We estimate that when the entire plasma proteome is analyzed on a series of 2D gels, we are going to see at least 4,000 spots. By the Protein Array Pixelation approach, in our initial attempt, we saw slightly more than 700 proteins, but feel that this can be further optimized and many more protein identifications are feasible. We think as in many LC-MS/MS methods, a few of those protein identifications are not accurate and it requires further validation. At the same time, we now have a more sensitive mass spectrometer, and we’re pursuing enhancements of our methods that will further increase the number of proteins we can identify.

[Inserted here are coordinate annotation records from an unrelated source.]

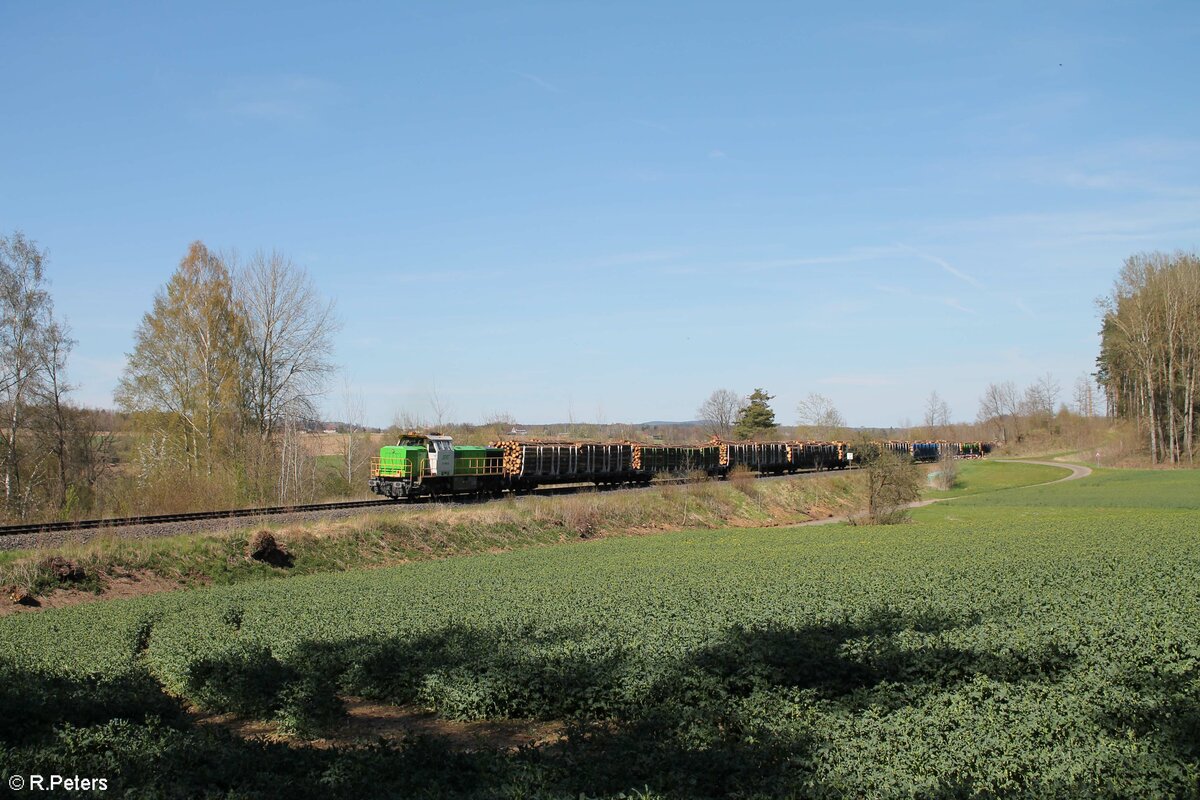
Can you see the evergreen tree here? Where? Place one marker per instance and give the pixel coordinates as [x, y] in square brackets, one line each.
[755, 416]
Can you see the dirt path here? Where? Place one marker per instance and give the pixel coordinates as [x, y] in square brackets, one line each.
[1077, 471]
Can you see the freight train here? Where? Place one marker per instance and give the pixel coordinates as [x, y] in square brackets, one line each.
[432, 465]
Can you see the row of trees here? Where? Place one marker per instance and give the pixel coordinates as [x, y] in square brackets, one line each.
[51, 451]
[225, 373]
[216, 394]
[1150, 350]
[725, 413]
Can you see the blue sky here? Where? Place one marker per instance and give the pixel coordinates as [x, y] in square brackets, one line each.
[604, 211]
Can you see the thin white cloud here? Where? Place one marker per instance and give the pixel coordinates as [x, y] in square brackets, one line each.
[942, 263]
[653, 126]
[853, 256]
[275, 97]
[538, 80]
[948, 301]
[856, 380]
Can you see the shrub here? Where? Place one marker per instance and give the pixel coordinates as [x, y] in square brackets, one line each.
[893, 481]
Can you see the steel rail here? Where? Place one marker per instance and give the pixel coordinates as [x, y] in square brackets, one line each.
[162, 518]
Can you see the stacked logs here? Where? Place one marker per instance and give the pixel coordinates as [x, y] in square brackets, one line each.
[514, 456]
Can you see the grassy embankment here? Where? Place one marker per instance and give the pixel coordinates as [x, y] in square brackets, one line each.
[1037, 642]
[425, 533]
[977, 476]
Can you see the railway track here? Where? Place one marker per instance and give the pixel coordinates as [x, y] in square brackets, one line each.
[39, 528]
[196, 516]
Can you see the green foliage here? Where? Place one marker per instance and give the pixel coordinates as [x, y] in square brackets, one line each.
[1002, 647]
[756, 416]
[984, 475]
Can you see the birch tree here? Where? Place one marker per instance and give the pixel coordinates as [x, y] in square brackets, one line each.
[291, 347]
[25, 316]
[185, 372]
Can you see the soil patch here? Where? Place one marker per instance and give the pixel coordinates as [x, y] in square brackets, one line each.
[133, 584]
[367, 722]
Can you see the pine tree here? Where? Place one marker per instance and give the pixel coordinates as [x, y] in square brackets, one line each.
[756, 416]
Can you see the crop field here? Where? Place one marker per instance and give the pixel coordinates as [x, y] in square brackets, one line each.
[1037, 642]
[978, 476]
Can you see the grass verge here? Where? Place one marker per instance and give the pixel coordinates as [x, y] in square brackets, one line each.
[115, 566]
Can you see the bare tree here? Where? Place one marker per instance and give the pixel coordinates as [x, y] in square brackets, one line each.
[1000, 407]
[821, 415]
[355, 450]
[291, 347]
[1042, 397]
[893, 482]
[24, 319]
[720, 411]
[186, 366]
[937, 415]
[441, 408]
[1085, 396]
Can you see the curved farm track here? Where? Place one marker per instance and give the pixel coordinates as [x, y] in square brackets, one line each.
[1077, 471]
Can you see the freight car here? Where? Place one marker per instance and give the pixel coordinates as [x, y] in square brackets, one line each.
[432, 465]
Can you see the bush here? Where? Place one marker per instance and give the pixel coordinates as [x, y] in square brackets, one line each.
[893, 481]
[743, 480]
[947, 474]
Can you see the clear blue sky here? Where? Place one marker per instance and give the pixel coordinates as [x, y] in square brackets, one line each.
[606, 210]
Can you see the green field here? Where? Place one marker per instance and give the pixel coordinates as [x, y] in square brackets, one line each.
[1037, 642]
[981, 475]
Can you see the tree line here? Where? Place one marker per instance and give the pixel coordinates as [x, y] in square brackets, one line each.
[222, 379]
[52, 452]
[1150, 352]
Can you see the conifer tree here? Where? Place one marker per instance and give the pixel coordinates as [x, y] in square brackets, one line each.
[756, 416]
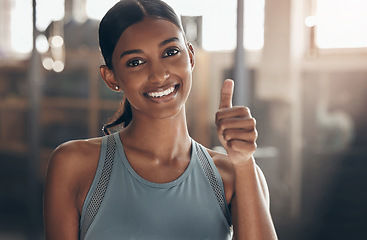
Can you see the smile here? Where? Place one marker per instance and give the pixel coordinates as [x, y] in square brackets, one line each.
[163, 93]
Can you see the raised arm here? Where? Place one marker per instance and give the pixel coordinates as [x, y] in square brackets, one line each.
[250, 204]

So how many proteins we can ultimately identify by this technique we’re not sure, but we anticipate several thousand.
Would it make sense to develop another column to take away the next six most proteins, or is that a never-ending cycle?
We’ve discussed this with Agilent and I think they’ve probably gotten similar feedback from others as well. They’re actually pursuing removing some of the additional proteins. How many they’re going to remove and how successful they’re going to be remains to be seen of course, but there are a number of publications describing the plasma proteome that point out that approximately 22 proteins account for 99 percent of the total protein mass. So if we can remove the top six successfully, there is perhaps hope that we can remove the top 22, which leaves us with the 1 percent that we really care about. It clearly is going to get us down a number of orders of magnitude over no protein depletion.

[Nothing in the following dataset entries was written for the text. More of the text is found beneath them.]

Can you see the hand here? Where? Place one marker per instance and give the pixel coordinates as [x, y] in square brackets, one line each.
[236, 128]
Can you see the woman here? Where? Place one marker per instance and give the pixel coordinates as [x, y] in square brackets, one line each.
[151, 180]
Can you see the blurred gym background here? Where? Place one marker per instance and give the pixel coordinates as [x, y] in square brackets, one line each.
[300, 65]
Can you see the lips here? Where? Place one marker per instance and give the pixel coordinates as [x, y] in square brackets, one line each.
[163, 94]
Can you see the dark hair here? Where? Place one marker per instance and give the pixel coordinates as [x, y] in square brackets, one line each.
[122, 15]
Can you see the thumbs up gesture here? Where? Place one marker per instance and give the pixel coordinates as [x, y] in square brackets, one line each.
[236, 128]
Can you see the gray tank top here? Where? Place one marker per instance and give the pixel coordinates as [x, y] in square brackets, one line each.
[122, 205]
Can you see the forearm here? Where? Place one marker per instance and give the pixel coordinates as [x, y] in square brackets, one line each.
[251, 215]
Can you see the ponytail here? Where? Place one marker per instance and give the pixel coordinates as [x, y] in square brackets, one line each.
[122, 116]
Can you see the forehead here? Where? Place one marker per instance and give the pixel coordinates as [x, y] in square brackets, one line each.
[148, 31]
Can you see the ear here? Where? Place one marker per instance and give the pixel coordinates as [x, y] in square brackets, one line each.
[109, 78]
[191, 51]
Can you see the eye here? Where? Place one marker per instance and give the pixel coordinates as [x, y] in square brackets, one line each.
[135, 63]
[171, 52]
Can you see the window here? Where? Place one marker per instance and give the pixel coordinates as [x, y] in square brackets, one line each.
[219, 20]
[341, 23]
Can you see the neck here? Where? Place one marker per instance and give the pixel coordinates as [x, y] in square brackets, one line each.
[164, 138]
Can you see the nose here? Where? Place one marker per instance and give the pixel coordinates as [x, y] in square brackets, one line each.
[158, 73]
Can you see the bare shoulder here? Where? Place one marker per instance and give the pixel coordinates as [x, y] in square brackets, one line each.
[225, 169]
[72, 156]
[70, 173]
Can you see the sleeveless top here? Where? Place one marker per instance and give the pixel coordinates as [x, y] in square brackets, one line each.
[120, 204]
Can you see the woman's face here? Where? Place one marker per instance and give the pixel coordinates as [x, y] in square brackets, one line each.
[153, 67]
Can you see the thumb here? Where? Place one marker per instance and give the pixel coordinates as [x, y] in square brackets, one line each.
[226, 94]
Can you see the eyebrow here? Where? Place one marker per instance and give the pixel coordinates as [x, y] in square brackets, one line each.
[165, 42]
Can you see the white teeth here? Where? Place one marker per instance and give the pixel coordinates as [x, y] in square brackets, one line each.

What do you think about the idea put forth by Thomas Conrads that some potential biomarkers are attached to high-abundance proteins, which act as molecular sponges (see PM 10-17-03, 11-28-03)?
I think there’s a lot of merit to it. There are two types of questions. One is, ‘let’s remove the big proteins as efficiently as possible so we can identify those small ones’; the other is, ‘let’s look specifically at the proteins that are bound and see if there is some physiological method there,’ which is clearly what Conrads is doing. Since they’re pursuing that, I don’t think there’s a lot of advantage to our pursuing it. What I see with the Agilent column is that they seem to have done a good job of coming up with conditions where they retain good binding to the antibody and are minimizing protein-protein interactions.
So I think the molecular sponge theory is an exciting one, [but] the Agilent column to our first approximation seems to be removing that interaction. If you’re trying to get as many of your biomarkers as possible into one pool for further analysis, which is what we’re doing, it’s a promising approach.